İçeri tekrar girdim ve bana kasa çıkardığını gördüm.
''Söyle ona çıkışını alsın.''
Kafamla onayladım ama emir tabi konuşmalarından nefret ediyordum.
Gittim kasaya ve dedim arkadaşıma. ''Çıkışını alacakmışsın.''
''Tamam.''
Aldı çıkışını ve kendi kasamı koydum içine. Birkaç müşteri aldıktan sonra o üstünü giyinmiş çıkıyordu. Saate baktım. 17.45'ti. Tam zamanında çıkmıştı.
Yeteneğimi söylediğime göre hiç çalışmama gerek yoktu. Sadece kasadan müşteri alsam 9'a kadar. 9 olduğu an yeteneğimi tekrar kullansam ve her yeri pırıl pırıl yapıp kapanış işlemleri yapsam yerinde bir fikirdi.
Bir sandalye alsam ve oturup müşteri beklesem iyiydi.
''Kolay gelsin.
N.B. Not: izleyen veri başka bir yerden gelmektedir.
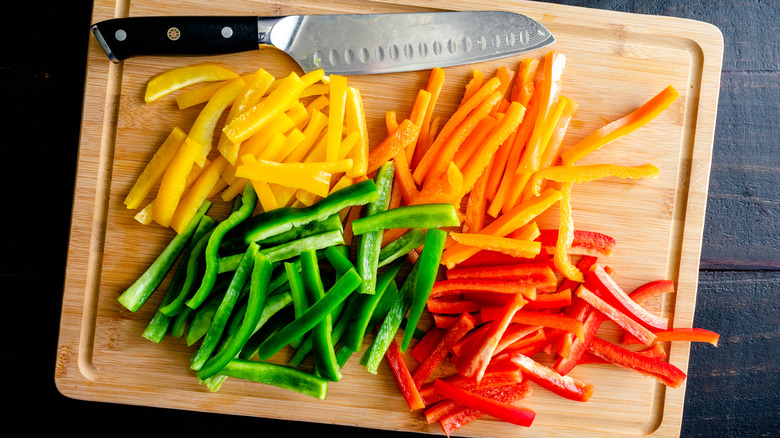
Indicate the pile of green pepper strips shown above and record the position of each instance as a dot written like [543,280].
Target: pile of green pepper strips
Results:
[250,285]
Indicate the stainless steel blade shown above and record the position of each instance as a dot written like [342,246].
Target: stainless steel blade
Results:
[353,44]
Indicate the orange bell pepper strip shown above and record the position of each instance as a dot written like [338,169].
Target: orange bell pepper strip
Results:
[355,120]
[155,168]
[554,63]
[177,78]
[477,164]
[524,81]
[503,225]
[446,152]
[432,154]
[283,97]
[338,101]
[565,237]
[513,247]
[396,142]
[621,127]
[590,172]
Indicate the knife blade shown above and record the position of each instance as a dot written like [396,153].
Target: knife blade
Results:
[347,44]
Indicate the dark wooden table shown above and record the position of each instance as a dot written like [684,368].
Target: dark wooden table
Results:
[732,390]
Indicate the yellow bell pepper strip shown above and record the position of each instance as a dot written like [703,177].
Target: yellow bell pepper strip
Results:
[450,146]
[177,78]
[254,119]
[202,130]
[355,121]
[554,63]
[591,172]
[513,247]
[244,211]
[155,168]
[338,100]
[431,155]
[565,237]
[398,141]
[425,278]
[503,225]
[255,86]
[477,164]
[198,193]
[621,127]
[260,278]
[286,174]
[136,295]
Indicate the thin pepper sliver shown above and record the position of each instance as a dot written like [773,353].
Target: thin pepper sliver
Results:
[425,278]
[136,295]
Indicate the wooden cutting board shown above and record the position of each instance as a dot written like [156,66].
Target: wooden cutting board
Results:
[616,61]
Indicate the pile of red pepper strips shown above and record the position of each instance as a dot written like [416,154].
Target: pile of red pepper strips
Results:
[509,289]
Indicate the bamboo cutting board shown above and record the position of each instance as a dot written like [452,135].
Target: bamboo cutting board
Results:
[615,62]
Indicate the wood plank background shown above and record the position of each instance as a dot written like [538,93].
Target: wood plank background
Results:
[731,390]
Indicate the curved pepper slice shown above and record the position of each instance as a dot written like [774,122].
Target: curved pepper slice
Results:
[175,79]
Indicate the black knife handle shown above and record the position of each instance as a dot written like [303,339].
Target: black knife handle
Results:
[122,38]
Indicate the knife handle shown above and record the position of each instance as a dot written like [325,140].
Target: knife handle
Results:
[122,38]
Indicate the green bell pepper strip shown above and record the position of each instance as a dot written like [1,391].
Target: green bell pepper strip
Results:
[275,222]
[192,267]
[401,246]
[372,357]
[140,291]
[322,345]
[217,326]
[429,261]
[345,285]
[370,243]
[366,307]
[277,375]
[408,216]
[294,248]
[248,202]
[258,292]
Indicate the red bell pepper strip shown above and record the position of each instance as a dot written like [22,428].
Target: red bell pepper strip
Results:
[537,274]
[461,415]
[424,369]
[584,242]
[427,342]
[636,329]
[500,410]
[476,358]
[548,378]
[680,334]
[557,321]
[602,284]
[663,371]
[498,374]
[402,377]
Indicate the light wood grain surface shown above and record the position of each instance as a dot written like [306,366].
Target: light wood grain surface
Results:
[615,62]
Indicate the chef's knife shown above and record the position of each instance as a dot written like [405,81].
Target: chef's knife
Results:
[347,44]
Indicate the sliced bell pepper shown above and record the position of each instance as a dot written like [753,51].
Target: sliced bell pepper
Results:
[659,369]
[429,216]
[636,329]
[403,377]
[428,268]
[509,394]
[621,127]
[599,282]
[177,78]
[442,348]
[136,295]
[474,361]
[500,410]
[548,378]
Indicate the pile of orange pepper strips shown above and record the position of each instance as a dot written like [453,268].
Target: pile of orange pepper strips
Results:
[500,301]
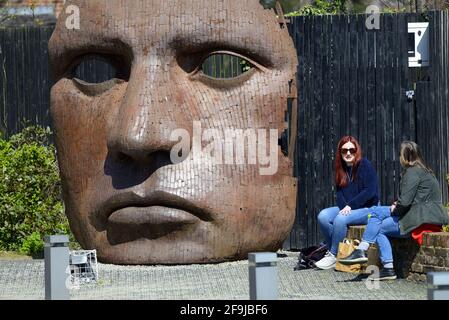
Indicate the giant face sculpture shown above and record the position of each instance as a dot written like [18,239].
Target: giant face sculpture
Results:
[124,195]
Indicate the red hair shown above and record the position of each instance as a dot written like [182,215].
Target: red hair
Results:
[341,178]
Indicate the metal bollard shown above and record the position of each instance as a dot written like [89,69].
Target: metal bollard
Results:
[56,253]
[263,276]
[438,286]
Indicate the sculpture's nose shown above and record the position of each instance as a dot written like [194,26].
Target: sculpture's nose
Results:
[147,117]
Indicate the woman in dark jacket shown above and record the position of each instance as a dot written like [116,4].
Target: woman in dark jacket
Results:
[419,203]
[357,191]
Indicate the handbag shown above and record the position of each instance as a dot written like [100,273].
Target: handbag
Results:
[308,257]
[345,248]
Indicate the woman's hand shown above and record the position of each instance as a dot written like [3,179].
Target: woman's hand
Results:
[346,211]
[393,206]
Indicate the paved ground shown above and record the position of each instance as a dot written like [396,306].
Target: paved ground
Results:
[24,279]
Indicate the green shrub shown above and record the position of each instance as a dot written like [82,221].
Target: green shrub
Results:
[30,191]
[321,7]
[32,244]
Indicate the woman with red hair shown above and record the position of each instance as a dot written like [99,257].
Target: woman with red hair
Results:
[357,191]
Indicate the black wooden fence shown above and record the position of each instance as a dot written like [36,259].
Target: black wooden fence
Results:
[25,79]
[350,81]
[354,81]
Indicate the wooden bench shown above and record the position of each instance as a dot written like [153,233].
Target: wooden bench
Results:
[410,260]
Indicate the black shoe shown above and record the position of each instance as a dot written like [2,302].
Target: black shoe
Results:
[384,274]
[357,256]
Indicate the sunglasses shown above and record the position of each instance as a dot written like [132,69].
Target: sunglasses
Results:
[351,150]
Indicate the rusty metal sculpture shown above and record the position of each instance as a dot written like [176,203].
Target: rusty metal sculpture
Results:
[124,196]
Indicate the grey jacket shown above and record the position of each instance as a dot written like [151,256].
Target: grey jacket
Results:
[419,201]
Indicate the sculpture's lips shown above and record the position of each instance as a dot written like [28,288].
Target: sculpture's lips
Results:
[154,215]
[130,217]
[157,206]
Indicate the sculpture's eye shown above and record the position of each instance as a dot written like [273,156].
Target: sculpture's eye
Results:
[225,66]
[220,69]
[96,73]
Görüşürüz.'' Dedi ve çıktı. Bende kafamla onaylamıştım. Ardından o müşterinin gelmesini bekledim. 17.00 ile 19.00 arasında geliyordu. Hafta sonlarından bu 17.00, 14.00 olabiliyordu.
O kadar ezberlemiştim.
İçeri gittim kasa da müşteri olmadığı bir zamanda ve sandalyenin birini aldım. ''içeri de oturacağım.''
''Bırak onu!''
Ne? Bu tabirde ne? Şaşırdım. ''Neden? Bütün işleri kapattığımızda yeteneğimle yapabilirim. Akşama kadar müşteri alsam yeter.''
''Olmaz öyle ayakta karşılayacaksın müşterileri. ''
''Mal mı bu?'' Diye düşündüm. Geçtim kasaya ve dediğim gibi koyu tenli atarlı insanlardan birini gördüm.
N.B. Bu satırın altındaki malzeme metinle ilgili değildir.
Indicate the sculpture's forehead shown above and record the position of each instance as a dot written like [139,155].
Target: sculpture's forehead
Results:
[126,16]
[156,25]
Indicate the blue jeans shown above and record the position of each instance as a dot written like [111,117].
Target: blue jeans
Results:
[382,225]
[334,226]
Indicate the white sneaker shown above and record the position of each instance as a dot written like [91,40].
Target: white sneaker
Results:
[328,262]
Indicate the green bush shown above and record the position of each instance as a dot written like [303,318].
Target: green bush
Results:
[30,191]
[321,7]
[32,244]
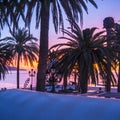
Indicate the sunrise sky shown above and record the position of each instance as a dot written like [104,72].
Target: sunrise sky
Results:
[106,8]
[95,17]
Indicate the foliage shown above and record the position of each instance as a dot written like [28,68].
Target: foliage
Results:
[86,49]
[23,47]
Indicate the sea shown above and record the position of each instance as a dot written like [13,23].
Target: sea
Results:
[10,80]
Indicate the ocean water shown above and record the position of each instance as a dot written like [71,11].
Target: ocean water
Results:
[10,80]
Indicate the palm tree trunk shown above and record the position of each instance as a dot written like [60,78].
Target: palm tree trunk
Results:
[43,51]
[18,67]
[65,82]
[83,79]
[118,87]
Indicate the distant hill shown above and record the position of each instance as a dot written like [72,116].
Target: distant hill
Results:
[14,68]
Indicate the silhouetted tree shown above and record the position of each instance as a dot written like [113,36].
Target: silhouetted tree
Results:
[23,46]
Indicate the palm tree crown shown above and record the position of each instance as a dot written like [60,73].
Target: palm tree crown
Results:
[23,47]
[86,49]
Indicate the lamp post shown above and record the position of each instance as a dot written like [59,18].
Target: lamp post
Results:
[31,74]
[53,77]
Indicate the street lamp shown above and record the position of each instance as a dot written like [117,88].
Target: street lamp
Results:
[31,74]
[53,77]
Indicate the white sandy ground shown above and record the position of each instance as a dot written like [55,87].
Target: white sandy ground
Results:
[29,105]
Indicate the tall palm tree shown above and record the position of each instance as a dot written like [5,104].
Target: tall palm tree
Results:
[24,48]
[86,49]
[5,59]
[73,9]
[108,24]
[117,46]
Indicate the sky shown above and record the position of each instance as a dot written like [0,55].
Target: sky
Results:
[94,18]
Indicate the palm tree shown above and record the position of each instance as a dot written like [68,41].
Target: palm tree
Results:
[108,24]
[5,59]
[86,49]
[24,48]
[73,9]
[117,46]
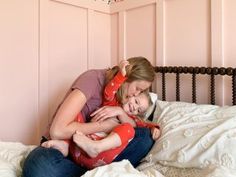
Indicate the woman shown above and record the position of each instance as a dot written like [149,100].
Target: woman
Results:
[84,97]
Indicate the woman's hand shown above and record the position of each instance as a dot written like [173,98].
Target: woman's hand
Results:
[122,66]
[156,133]
[106,112]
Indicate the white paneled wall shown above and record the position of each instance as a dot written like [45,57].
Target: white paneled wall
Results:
[46,44]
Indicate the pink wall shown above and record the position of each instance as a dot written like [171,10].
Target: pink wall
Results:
[46,44]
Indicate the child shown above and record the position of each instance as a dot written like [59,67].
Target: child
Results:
[103,150]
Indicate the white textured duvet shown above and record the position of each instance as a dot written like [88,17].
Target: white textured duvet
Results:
[195,135]
[12,156]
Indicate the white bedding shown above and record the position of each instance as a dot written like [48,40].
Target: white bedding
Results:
[12,156]
[195,135]
[196,141]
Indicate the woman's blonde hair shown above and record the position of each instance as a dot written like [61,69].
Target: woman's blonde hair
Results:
[139,68]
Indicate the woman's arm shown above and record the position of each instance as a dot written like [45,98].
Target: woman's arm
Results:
[107,112]
[64,124]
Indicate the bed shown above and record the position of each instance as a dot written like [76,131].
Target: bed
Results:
[198,140]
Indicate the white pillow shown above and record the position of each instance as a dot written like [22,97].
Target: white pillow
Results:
[195,135]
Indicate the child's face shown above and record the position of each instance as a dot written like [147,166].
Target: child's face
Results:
[136,104]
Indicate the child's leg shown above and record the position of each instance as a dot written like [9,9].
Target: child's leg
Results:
[125,133]
[92,147]
[61,145]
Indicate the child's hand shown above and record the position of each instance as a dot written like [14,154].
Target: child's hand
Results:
[122,65]
[156,133]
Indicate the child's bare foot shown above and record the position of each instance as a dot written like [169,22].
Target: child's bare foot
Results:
[60,145]
[85,143]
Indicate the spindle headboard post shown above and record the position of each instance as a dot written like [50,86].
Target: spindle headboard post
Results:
[194,71]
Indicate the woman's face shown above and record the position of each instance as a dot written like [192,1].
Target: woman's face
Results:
[136,87]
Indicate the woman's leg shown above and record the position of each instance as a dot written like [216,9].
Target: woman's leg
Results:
[138,147]
[49,162]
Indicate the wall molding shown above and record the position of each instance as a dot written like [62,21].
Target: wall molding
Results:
[102,6]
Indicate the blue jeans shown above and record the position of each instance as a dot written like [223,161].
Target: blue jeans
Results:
[49,162]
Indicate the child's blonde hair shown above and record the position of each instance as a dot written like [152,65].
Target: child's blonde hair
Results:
[139,68]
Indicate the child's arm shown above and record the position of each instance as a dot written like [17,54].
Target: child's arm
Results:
[124,118]
[156,133]
[107,112]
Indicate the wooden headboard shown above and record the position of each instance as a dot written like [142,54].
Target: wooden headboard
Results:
[194,71]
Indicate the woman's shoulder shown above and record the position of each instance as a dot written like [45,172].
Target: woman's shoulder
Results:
[94,72]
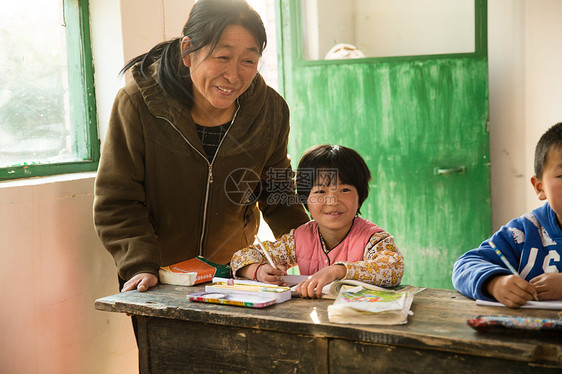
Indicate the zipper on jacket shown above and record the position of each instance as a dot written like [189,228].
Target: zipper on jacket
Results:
[210,175]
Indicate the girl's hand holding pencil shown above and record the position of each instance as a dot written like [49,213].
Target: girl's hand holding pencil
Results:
[270,272]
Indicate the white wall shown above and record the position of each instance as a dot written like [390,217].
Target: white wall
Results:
[55,267]
[525,57]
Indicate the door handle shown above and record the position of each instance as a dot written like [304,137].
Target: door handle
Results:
[449,171]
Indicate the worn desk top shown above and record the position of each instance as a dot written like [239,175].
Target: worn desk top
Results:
[439,322]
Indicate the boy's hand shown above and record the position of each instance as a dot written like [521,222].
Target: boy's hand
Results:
[268,274]
[548,286]
[312,287]
[511,290]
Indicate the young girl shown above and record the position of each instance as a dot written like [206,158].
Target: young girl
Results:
[332,182]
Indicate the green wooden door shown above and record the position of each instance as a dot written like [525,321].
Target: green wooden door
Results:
[420,122]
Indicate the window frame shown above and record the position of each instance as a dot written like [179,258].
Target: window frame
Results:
[480,41]
[81,94]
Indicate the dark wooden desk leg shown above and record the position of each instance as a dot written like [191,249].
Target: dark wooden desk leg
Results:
[144,364]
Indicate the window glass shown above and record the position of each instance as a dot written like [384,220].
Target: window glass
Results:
[385,28]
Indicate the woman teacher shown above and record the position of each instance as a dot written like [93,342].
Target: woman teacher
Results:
[196,147]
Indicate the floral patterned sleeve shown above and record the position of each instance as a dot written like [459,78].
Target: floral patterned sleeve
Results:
[383,264]
[282,252]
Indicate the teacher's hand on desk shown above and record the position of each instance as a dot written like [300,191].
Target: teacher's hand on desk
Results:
[141,281]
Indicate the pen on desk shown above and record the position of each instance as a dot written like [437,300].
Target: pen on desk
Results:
[266,254]
[502,257]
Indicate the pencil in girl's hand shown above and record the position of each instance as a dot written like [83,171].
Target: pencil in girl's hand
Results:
[265,252]
[502,257]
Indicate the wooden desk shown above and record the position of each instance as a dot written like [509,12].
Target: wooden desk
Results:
[177,336]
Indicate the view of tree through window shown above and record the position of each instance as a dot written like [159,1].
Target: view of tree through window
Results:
[42,119]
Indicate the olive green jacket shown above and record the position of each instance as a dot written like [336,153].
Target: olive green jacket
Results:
[159,201]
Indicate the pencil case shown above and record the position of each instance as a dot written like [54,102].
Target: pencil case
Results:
[492,322]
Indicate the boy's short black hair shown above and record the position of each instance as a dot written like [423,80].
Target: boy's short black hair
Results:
[332,162]
[552,138]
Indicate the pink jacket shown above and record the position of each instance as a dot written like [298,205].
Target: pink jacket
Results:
[311,256]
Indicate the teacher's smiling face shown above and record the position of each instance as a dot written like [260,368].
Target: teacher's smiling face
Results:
[220,77]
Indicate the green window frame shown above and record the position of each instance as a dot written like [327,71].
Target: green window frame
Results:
[82,104]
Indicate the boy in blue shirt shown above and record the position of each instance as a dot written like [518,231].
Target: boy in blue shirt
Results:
[532,243]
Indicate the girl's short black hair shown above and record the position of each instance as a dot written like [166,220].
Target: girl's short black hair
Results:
[552,138]
[205,25]
[325,164]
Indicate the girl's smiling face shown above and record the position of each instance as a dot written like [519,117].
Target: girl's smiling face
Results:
[333,207]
''Kasaya baksana kardeş.''
''Kesin götünde bile bıçak taşıyordur'' Diye söylendim kendi kendime.
''Geldim.''
Geçtim kasaya ama bana dik dik bakıyordu. ''Ne kadar tuttu.''
Mala bak. Daha ürünleri geçirmedim ne kadar diye soruyor. Kim olduğumu bilse böyle konuşur muydu ki? Her neyse. İşim gereği güler yüzlü olmak zorundaydım.
''42 lira tuttu.''
Cebinden 200 çıkardı ve önüme fırlattı. Tabii ki sabırlıydım ve direk para üstünü verdim. İnsanca bir şekilde vermiştim. Ardından uzaklaşıp gitti. Böylelerini öldürmek gerek diye düşünüyordum aslında. Sadece öyle yetiştiği için herkesi yeneceğini sanan bir aptaldan başkası değil.
Bekle bekle nereye kadar diye düşünüyordum ve ardından bahsettiğim polis ağabey mesaisi bitmiş iki su almıştı. Suyu geçirirken açtım konuyu.
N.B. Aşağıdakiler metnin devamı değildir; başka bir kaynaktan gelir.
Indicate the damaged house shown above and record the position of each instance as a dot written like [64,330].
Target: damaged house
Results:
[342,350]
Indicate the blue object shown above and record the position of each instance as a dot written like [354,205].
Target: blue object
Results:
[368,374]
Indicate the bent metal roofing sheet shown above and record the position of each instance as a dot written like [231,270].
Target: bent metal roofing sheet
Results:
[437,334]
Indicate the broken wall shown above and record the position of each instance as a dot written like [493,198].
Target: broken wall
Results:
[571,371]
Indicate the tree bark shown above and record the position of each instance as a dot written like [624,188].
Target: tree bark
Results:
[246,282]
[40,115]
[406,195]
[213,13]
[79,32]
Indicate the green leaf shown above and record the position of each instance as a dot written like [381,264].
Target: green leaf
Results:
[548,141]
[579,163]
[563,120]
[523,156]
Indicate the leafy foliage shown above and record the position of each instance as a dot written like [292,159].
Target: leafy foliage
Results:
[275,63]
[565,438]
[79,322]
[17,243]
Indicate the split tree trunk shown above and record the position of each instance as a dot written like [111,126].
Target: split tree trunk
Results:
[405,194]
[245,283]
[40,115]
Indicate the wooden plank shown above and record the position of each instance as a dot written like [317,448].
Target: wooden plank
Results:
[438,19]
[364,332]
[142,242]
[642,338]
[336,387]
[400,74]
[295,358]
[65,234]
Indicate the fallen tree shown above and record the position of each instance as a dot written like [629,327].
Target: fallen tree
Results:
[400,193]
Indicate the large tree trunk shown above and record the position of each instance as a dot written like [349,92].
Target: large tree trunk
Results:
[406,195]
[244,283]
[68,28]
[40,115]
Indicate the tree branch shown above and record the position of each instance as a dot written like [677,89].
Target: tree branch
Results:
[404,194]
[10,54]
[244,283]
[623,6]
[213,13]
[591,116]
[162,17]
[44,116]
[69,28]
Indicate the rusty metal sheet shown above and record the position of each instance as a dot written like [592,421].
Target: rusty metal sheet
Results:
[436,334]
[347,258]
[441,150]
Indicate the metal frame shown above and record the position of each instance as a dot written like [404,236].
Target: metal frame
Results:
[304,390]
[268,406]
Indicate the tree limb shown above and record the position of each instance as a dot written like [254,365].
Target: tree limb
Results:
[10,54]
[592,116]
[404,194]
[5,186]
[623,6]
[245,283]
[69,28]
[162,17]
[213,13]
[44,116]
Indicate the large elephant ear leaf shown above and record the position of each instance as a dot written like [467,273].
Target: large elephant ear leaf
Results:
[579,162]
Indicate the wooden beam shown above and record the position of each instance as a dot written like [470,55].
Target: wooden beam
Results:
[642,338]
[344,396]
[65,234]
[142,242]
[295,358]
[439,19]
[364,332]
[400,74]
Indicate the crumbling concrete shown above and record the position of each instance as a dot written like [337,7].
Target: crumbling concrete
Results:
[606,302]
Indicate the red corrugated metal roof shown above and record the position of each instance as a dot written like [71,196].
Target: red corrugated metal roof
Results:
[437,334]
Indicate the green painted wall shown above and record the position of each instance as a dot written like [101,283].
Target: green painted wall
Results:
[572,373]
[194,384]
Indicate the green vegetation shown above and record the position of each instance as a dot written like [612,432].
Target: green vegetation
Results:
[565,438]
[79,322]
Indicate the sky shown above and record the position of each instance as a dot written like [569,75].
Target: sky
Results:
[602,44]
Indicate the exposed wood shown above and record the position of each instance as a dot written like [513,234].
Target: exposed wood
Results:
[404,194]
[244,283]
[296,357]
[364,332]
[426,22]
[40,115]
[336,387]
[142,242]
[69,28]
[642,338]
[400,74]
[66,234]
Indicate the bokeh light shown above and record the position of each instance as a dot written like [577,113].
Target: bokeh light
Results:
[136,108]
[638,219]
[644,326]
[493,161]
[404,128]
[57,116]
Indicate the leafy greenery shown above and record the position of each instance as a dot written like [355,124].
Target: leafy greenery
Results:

''Merhaba ağabey. Bir şey sorabilir miyim?''
''Buyur. Tabi Tabi tabi sor.''
''Sen şimdi polissin. Ve kapandığını düşündüğüm bir dava var, tutuklanan olmadı. Ağabeyimin ölümü hakkında bir konuydu.''
Direk yüzünü ekşitti. Üzülmüş gibiydi. ''Ah. Tabii nasıl yardımcı olabilirim?''
''Bunu yapanlar tutuklanmadı. Sadece şu an ne yaptıklarını merak ediyorum. Yaşıyorlar mı yoksa başka bir suçtan içeri girdiler mi merak ediyorum.
İsim biraz yabancı gelecek ama söylemeliyim.
Retrevia'nın ölümü!''
''Retrevia mı? O ne?''
Bilmiyordu ve bir gölge olduğumuzu asla tahmin edemezdi. İsimlerimiz ta sürgün edilmeden konduğu için buranın halkı yabancıydı.